Michigan passing offense vs. Penn State passing defense
Losing wide receiver Mario Manningham hurts Michigan’s ability to stretch the field, but receivers Adrian Arrington and Steve Breaston should be able to carry the load. Michigan has focused on establishing the run all year, so Manningham’s absence doesn’t mean as much as some think. On the other side, Penn State features sophomore Justin King, who scorned Michigan to don the Nittany Lions’ blue and white. If the Michigan run game struggles against the Penn State front eight, Henne will have to continue to show the accuracy he’s displayed over the last few weeks. Look for Michigan to use Arrington to stretch the field while keeping Breaston short for his speed routes.

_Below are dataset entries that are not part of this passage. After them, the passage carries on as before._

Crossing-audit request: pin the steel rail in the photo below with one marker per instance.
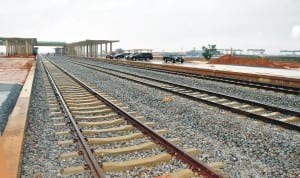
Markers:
(252, 84)
(92, 163)
(253, 115)
(174, 150)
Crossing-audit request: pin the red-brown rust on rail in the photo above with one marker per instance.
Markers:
(195, 164)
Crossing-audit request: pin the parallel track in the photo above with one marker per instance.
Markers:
(82, 105)
(250, 84)
(267, 113)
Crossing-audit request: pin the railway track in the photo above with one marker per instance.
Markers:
(285, 118)
(250, 84)
(99, 124)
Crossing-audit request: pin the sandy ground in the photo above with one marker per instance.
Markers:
(289, 73)
(14, 70)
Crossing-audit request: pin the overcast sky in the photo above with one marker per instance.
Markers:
(158, 24)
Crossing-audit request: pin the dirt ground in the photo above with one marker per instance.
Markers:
(258, 62)
(14, 70)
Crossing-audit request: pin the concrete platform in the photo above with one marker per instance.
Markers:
(288, 73)
(284, 77)
(19, 71)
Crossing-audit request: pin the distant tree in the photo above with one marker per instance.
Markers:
(209, 52)
(120, 50)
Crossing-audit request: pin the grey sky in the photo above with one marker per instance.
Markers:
(158, 24)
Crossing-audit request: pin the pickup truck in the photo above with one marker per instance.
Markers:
(173, 59)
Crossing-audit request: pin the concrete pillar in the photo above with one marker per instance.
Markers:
(87, 51)
(97, 47)
(101, 50)
(110, 47)
(7, 48)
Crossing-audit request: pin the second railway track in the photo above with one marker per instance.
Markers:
(250, 84)
(96, 119)
(271, 114)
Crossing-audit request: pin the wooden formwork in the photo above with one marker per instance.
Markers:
(14, 133)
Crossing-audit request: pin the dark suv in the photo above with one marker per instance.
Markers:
(120, 56)
(141, 56)
(173, 58)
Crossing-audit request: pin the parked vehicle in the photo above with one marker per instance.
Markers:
(121, 55)
(141, 56)
(109, 56)
(173, 59)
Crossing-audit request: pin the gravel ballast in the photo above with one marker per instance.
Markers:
(248, 148)
(270, 97)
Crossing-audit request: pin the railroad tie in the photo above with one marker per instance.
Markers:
(117, 151)
(107, 140)
(107, 116)
(230, 103)
(291, 119)
(271, 114)
(255, 110)
(125, 165)
(110, 122)
(76, 108)
(241, 106)
(101, 111)
(114, 129)
(186, 173)
(209, 98)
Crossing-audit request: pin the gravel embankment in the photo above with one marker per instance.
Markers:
(248, 149)
(275, 98)
(40, 145)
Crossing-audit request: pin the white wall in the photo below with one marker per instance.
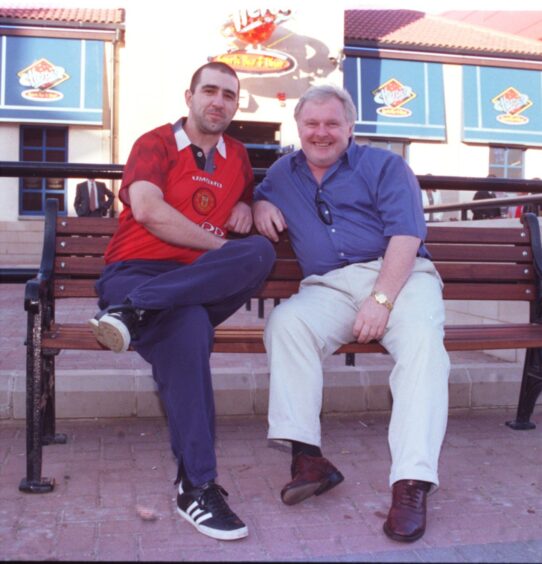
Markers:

Michigan rushing defense vs. Penn State rushing offense
The Wolverines feature one of the most dominating front fours in college football. With Alan Branch and Terrance Taylor anchoring the middle, opposing running backs have had a tough time finding room to run. Michigan ranks No. 1 in the nation in rushing defense, and opponents average just 1.7 yards per carry and 40.3 yards per game on the ground. Meanwhile, running back Tony Hunt, with 669 yards in six games this season, leads the Penn State rushing attack. But the Wolverine defense wants to make the opposing offense one-dimensional, and they should succeed against the Nittany Lions’ rushing attack.

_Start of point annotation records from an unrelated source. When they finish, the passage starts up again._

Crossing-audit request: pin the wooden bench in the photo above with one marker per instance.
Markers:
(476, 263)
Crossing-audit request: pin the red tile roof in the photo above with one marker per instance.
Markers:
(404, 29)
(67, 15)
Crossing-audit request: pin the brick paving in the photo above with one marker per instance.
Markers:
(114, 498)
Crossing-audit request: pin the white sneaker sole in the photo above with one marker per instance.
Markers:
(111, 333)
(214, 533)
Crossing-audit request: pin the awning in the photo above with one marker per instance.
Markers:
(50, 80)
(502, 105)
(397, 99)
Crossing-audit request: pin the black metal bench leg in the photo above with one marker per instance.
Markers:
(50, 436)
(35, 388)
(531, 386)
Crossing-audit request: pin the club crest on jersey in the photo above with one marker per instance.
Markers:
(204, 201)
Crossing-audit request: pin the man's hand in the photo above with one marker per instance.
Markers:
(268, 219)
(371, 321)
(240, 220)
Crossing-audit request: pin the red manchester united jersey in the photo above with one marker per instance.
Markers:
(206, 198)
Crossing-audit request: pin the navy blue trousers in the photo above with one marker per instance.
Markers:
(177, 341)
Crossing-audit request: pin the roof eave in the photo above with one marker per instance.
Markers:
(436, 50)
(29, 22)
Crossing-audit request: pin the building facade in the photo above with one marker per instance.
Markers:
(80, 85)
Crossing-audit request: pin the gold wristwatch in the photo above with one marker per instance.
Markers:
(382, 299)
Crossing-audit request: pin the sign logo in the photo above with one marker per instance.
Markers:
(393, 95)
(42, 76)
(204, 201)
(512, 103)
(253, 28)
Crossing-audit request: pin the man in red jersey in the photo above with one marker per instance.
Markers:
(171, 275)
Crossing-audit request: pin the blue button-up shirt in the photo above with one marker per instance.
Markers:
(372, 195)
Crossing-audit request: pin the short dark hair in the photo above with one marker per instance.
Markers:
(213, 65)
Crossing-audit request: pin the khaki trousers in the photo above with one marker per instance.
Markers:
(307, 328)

Michigan passing defense vs. Penn State passing offense
This season, the Wolverine secondary has yet to find consistency. Both Minnesota and Michigan State moved the ball through the air with relative ease. But Morgan Trent returned last week against the Spartans, so the Michigan secondary should be more stabilized. With first-year starter Anthony Morelli leading the Penn State offense, the Nittany Lion passing game has been inconsistent at best. Still, speedy receivers Derrick Williams and Deon Butler have helped Penn State average 215.3 passing yards per game.
Edge: Penn State
Michigan punter Zoltan Mesko has improved for the Wolverines. With his punts booming farther and higher than in the first few games, Mesko has pinned opposing teams deep in their own end. Meanwhile, kicker Garrett Rivas started strong this season but missed a short field goal against Minnesota. For Penn State, kicker Kevin Kelly has struggled, making just 12-of-17 attempts. Outside of 30 yards (where all of his misses are), Kelly can’t seem to find any kind of consistency.
Last year, Michigan ruined Penn State’s perfect season. Now the Wolverines travel to Beaver Stadium to face a team looking for payback. Nerves could very well be a factor for Henne and Breaston, especially early in the game.
Those nerves could be just enough to give Penn State the momentum it needs to win the game.